Impressive Partnerships and Customer-centric Design
“The company’s close collaboration with its partners, combined with the Trusted Identity Platform’s API, allows OneSpan to ensure its solutions remain compatible with third-party systems, platforms, and apps, creating a seamless deployment and integration process for clients.”
Evaluating Your Needs and Key Providers
The widespread shutdowns and shelter-in-place orders have accelerated the future. Mobile banking activity has been on the rise for some time, but without other options, many individuals have turned to banking apps to meet their needs. In this environment, it is essential that our financial institutions embrace advances in risk-based authentication to help combat the rising sophistication of fraud schemes and strategies.
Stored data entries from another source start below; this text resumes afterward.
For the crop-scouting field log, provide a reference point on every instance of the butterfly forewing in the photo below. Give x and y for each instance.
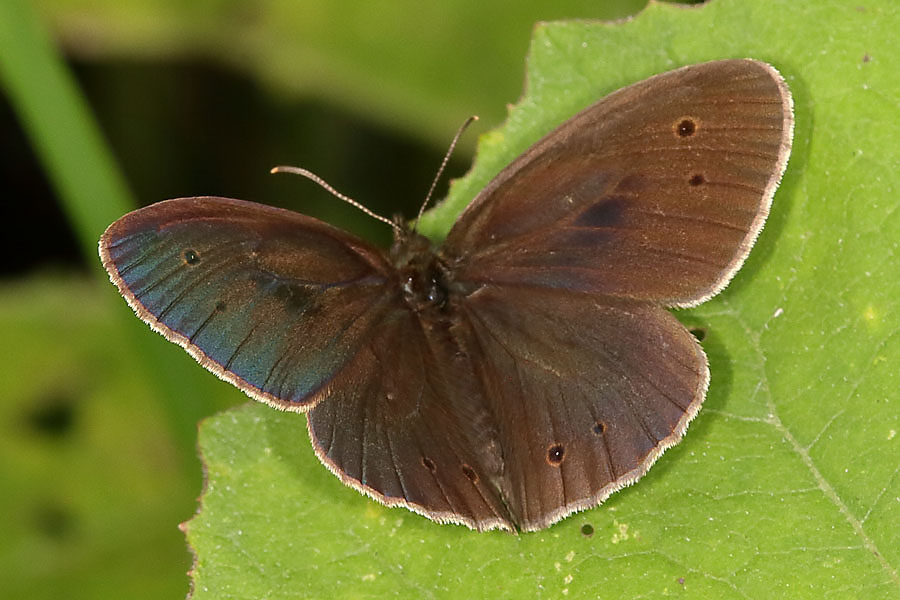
(269, 299)
(655, 192)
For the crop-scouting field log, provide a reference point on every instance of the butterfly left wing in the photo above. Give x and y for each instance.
(656, 192)
(585, 395)
(268, 299)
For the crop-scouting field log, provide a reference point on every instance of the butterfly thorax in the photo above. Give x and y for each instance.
(422, 275)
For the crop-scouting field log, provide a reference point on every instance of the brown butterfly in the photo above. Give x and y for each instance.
(526, 368)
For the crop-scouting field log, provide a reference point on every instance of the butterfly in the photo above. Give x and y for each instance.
(526, 368)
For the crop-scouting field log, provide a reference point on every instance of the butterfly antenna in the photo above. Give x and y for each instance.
(440, 172)
(334, 192)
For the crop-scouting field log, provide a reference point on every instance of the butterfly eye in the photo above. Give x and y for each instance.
(408, 285)
(437, 295)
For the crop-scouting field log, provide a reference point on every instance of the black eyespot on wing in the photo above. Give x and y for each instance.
(555, 454)
(190, 257)
(686, 127)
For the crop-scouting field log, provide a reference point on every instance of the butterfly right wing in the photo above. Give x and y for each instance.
(270, 300)
(405, 423)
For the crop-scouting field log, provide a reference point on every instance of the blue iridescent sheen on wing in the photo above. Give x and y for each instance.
(279, 306)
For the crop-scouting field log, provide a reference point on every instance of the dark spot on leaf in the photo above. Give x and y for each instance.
(190, 257)
(52, 417)
(555, 454)
(686, 127)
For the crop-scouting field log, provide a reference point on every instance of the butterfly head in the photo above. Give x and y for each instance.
(422, 275)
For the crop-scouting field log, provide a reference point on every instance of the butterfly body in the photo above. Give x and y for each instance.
(525, 369)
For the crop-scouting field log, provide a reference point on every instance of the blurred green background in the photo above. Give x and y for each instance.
(111, 104)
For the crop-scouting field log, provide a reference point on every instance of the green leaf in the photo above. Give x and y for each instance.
(786, 485)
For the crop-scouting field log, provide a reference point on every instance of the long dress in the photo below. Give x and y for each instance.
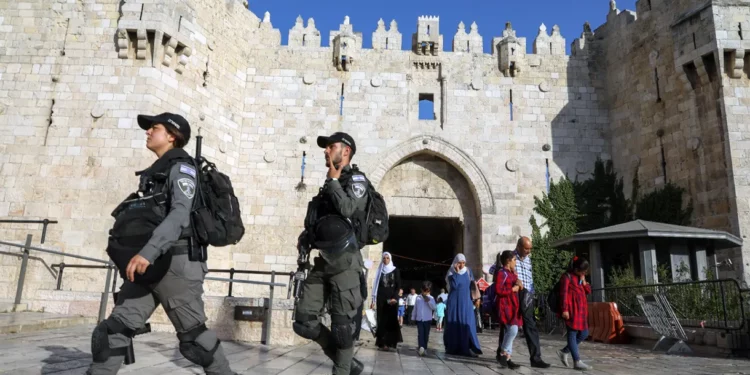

When evaluating which risk-based authentication solution is right for your organization, recognize that the unique needs of your organization will be the greatest determining factor in your selection. Forrester provides a helpful baseline, but not every feature or requirement may be relevant for you. A provider that excels in key areas may be a stronger fit for your organization than one who claims capabilities in every area. Above all else, vendors with the most industry
experience, specialized support across geographies, and essential feature/functionality to address your specific requirements are best suited to effectively address business issues and meet expectations.